Keywords: Dissociated Optic Nerve Fiber Layer Appearance, DONFL, Microperimetry, OCT, Optical Coherence Tomography
Introduction
Pars plana vitrectomy (PPV) and membrane peeling are frequently performed for the management of many vitreomacular interface (VMI) disorders, such as macular hole (MH), epiretinal membrane (ERM), and vitreomacular traction (VMT)1–5. While internal limiting membrane (ILM) peeling has been shown to decrease epiretinal membrane recurrence and enhance macular hole closure rates, it is also known to cause mechanical trauma to the inner retina, and the long-term consequences of ILM and/or membrane peeling remain unknown6, 7. In 2001, Tadayoni et al reported that following ILM peeling, an unusual “moth-eaten” appearance of the retina was noted, characterized by dark arcuate striae along the course of the optic nerve fibers8. This finding was named “dissociated optic nerve fiber layer (DONFL) appearance” and appeared 1-3 months after surgery in 42-62% of eyes that underwent ILM peeling. A subsequent investigation using spectral-domain OCT showed that the striae were caused by small dimples in the regions of the retina where the ILM had been removed7. In addition, while DONFL appearance does not seem to cause alterations in overall visual acuity, several studies have suggested that it may be associated with retinal sensitivity loss and paracentral scotoma9, 10.
There is not a current consensus about the pathophysiology of DONFL appearance. Many mechanisms have been proposed, including Müller cell damage due to direct contact with surgical instruments, deep inner retinal layer damage, damage due to visualization dye, or thinning of the temporal retina due to traction4, 7, 8, 11. All of these mechanisms are related to direct trauma or sequelae of trauma during surgical repair. Intraoperative OCT provides a unique opportunity to visualize the underlying alterations to the retinal tissue and the potential implications for DONFL.12 Intraoperative OCT provides a high-resolution, cross-sectional view of the eye, allowing the capture of images showing the microstructure of each layer of the retina both before and immediately after membrane peeling procedures12, 13.

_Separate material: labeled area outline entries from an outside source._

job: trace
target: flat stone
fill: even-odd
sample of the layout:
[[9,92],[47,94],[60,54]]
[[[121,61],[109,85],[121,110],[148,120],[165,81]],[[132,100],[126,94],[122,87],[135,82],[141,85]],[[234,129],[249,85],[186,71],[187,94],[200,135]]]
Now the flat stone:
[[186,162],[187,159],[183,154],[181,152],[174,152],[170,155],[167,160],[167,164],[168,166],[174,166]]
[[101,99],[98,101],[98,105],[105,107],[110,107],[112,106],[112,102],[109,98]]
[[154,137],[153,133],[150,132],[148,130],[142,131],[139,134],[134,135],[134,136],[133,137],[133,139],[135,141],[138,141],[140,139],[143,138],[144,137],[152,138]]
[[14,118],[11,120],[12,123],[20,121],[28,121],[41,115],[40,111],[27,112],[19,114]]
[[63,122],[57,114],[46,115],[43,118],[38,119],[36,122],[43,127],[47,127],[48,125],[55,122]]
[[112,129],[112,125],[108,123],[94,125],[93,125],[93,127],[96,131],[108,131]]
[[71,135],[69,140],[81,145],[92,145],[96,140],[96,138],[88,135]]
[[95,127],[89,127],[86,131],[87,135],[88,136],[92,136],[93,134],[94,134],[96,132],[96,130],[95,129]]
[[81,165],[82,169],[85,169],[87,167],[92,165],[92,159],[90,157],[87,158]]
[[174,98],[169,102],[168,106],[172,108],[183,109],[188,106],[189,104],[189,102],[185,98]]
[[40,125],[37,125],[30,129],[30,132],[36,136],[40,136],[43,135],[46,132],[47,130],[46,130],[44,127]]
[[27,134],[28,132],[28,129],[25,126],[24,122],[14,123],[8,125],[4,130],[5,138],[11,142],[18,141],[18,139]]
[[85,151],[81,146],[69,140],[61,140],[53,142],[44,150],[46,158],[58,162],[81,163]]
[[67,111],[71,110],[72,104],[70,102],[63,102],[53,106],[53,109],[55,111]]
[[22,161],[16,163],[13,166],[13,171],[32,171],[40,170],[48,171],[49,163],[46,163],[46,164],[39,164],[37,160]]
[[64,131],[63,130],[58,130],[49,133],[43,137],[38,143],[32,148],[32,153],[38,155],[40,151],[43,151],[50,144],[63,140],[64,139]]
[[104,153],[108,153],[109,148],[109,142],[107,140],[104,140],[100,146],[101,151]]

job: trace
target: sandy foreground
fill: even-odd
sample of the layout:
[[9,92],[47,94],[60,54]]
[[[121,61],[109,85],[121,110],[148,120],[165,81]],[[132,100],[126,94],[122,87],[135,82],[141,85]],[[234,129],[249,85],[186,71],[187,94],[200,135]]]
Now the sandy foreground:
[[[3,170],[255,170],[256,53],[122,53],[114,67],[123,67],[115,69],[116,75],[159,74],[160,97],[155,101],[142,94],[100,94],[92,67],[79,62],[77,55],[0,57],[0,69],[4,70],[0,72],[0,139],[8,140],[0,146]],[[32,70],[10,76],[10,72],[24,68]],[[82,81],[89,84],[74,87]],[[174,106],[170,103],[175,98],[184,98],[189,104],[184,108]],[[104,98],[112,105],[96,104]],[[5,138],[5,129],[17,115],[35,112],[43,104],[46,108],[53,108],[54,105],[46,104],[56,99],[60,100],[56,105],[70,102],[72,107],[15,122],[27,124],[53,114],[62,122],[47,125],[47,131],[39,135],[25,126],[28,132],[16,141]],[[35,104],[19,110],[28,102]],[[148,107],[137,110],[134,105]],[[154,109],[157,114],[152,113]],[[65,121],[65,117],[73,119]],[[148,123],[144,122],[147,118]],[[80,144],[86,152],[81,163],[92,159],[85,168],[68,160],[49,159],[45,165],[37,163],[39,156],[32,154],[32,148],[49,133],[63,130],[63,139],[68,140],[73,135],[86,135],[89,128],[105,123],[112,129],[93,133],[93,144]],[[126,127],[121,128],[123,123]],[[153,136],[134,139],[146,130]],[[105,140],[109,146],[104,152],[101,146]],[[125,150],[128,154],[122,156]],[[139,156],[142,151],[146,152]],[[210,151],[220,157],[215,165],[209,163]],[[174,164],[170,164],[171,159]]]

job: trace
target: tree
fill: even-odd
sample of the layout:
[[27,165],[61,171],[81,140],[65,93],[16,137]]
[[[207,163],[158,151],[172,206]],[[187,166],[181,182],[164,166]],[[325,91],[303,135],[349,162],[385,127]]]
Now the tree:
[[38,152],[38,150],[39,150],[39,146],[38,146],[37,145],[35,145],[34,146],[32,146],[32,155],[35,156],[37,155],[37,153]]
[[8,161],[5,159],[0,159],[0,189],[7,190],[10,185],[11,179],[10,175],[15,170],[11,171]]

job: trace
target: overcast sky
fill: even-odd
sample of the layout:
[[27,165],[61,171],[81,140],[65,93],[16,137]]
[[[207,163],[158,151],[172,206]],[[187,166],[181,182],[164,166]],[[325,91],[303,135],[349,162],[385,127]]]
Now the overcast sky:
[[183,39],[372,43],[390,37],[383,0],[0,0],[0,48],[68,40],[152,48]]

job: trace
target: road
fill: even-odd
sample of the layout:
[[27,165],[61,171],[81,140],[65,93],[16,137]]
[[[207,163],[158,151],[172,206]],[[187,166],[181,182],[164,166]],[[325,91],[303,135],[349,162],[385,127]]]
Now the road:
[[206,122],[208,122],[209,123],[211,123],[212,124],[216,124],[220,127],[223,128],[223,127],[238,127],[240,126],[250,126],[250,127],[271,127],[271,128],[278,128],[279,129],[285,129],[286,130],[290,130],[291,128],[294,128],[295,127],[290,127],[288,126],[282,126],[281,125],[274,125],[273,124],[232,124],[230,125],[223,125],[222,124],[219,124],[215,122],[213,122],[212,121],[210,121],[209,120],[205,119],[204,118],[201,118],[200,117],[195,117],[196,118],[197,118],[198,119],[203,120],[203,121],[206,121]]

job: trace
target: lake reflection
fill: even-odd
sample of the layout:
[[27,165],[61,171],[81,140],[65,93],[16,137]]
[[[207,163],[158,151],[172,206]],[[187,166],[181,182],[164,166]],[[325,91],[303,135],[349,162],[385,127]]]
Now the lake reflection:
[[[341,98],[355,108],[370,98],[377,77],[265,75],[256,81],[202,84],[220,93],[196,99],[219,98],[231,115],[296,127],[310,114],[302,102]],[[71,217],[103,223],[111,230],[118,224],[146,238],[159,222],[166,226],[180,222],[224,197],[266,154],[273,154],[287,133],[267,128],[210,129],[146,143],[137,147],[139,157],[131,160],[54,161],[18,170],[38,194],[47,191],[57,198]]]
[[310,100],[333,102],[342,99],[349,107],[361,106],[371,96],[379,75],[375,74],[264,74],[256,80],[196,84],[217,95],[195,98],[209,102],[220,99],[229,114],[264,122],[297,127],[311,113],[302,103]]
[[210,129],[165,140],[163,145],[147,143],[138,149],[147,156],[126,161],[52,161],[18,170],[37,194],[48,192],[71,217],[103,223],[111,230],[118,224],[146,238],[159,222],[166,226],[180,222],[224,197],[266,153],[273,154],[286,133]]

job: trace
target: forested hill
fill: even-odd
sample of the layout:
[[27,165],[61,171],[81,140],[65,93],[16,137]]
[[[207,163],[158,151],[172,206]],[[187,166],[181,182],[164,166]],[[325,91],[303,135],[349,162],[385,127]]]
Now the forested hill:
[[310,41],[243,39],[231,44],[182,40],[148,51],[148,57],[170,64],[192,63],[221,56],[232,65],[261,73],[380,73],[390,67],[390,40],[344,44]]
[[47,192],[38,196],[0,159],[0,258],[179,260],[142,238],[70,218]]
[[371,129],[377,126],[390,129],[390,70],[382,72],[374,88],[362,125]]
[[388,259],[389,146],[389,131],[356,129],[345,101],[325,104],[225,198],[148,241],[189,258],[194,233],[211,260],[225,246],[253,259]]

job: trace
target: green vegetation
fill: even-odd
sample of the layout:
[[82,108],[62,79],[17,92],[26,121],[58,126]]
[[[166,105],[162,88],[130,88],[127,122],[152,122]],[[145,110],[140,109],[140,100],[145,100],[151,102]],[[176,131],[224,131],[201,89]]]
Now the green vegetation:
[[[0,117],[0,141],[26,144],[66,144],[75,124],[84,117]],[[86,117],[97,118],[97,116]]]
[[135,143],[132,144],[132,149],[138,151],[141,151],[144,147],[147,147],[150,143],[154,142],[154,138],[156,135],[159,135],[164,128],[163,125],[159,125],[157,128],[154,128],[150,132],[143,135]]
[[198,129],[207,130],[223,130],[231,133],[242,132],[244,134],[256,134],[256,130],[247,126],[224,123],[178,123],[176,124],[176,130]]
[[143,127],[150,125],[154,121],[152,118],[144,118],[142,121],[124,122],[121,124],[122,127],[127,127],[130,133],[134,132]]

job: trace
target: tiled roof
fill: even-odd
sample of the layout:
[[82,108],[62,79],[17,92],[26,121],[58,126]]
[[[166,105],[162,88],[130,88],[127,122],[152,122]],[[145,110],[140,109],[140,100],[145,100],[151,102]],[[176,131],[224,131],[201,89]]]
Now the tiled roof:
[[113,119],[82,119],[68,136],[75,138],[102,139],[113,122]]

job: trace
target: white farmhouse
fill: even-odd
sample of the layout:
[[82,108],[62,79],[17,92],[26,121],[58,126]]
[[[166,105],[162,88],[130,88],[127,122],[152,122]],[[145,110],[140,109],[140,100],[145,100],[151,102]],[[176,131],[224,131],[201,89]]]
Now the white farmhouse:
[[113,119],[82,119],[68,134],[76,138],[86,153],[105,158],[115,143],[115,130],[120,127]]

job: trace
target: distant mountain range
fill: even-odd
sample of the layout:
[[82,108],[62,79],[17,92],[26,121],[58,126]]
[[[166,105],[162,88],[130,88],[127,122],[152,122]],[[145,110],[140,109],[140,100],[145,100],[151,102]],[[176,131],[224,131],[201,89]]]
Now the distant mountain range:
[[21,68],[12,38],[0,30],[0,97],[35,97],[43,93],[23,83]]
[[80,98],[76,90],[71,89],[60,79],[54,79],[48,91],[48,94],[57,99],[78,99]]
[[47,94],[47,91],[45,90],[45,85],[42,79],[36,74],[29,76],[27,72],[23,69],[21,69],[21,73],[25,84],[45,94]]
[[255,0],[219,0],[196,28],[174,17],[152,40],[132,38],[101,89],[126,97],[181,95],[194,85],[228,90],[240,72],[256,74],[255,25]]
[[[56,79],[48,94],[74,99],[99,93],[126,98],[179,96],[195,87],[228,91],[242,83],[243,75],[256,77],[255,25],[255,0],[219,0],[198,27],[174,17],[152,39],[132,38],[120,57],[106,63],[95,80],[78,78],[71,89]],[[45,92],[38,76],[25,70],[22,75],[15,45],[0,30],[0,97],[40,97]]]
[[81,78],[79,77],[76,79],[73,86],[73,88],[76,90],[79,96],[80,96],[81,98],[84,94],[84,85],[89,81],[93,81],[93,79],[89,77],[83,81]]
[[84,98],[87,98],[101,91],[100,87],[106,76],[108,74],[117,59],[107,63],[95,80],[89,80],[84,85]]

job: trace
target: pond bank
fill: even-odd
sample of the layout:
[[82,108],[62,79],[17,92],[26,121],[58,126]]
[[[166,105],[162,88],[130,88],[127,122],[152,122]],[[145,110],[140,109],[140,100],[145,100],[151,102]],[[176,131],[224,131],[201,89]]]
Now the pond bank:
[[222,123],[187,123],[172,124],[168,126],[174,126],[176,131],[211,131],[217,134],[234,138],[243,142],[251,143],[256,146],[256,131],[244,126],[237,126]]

In this study, we use intraoperative OCT data to investigate the association between several intraoperative retinal alterations and the development of DONFL appearance. In addition, this report examines the impact of surgical technique and underlying preoperative diagnosis on DONFL appearance development, as well as the association of DONFL appearance with retinal function.
Methods
Subjects
This study examined patients in the Prospective Assessment of Intraoperative and Perioperative OCT for Ophthalmic Surgery (PIONEER) study who underwent pars plana vitrectomy (PPV) with membrane-peeling procedure for VMI disorders including MH, and ERM. The PIONEER study is a single-site multi-surgeon investigational device study approved by the Cleveland Clinic Institutional Review Board14. The study adhered to the tenets of the Declaration of Helsinki, and written informed consent was obtained from all enrolled patients. Patients were recruited from the pool of all adult patients seen at the Cole Eye Institute. As described previously, the PIONEER study utilized a standard imaging protocol to obtain intraoperative OCT images using a microscope-mounted intraoperative OCT system14. The inclusion criteria for eyes included in this post-hoc analysis were: underwent PPV with membrane-peeling procedure for MH or ERM, intraoperative OCT was obtained, intraoperative OCT was of sufficient quality for quantitative assessment, and follow-up SD-OCT was obtained between 3-12 months post-operatively. Exclusion criteria included eyes with poor-quality intraoperative OCT, poor-quality follow-up SD-OCT (defined as signal strength less than 7/10), or evidence of other significant macular pathology on OCT (e.g., diabetic macular edema, age-related macular degeneration). Additional IRB approval was obtained to contact subjects who met all inclusion and exclusion criteria to return voluntarily for functional assessment with microperimetry and follow-up SD-OCT.
Surgical Procedure
Patients underwent standard three-port PPV (either 23- or 25-guage) by one of four vitreoretinal surgeons. The surgeons used their preferred choice of two techniques for membrane peeling: initiation of the peel with the Diamond-Dusted Membrane Scraper (DDMS [Synergetics, Inc., Fort Collins, CO]) and completion of the peel with vitreoretinal forceps, or initiation and completion of the peel with vitreoretinal forceps alone (e.g. “pinch-and-peel”). Indocyanine green (ICG) was used for membrane visualization in all cases. ILM peeling was completed in all cases of MH and was performed at surgeon discretion for ERM peeling.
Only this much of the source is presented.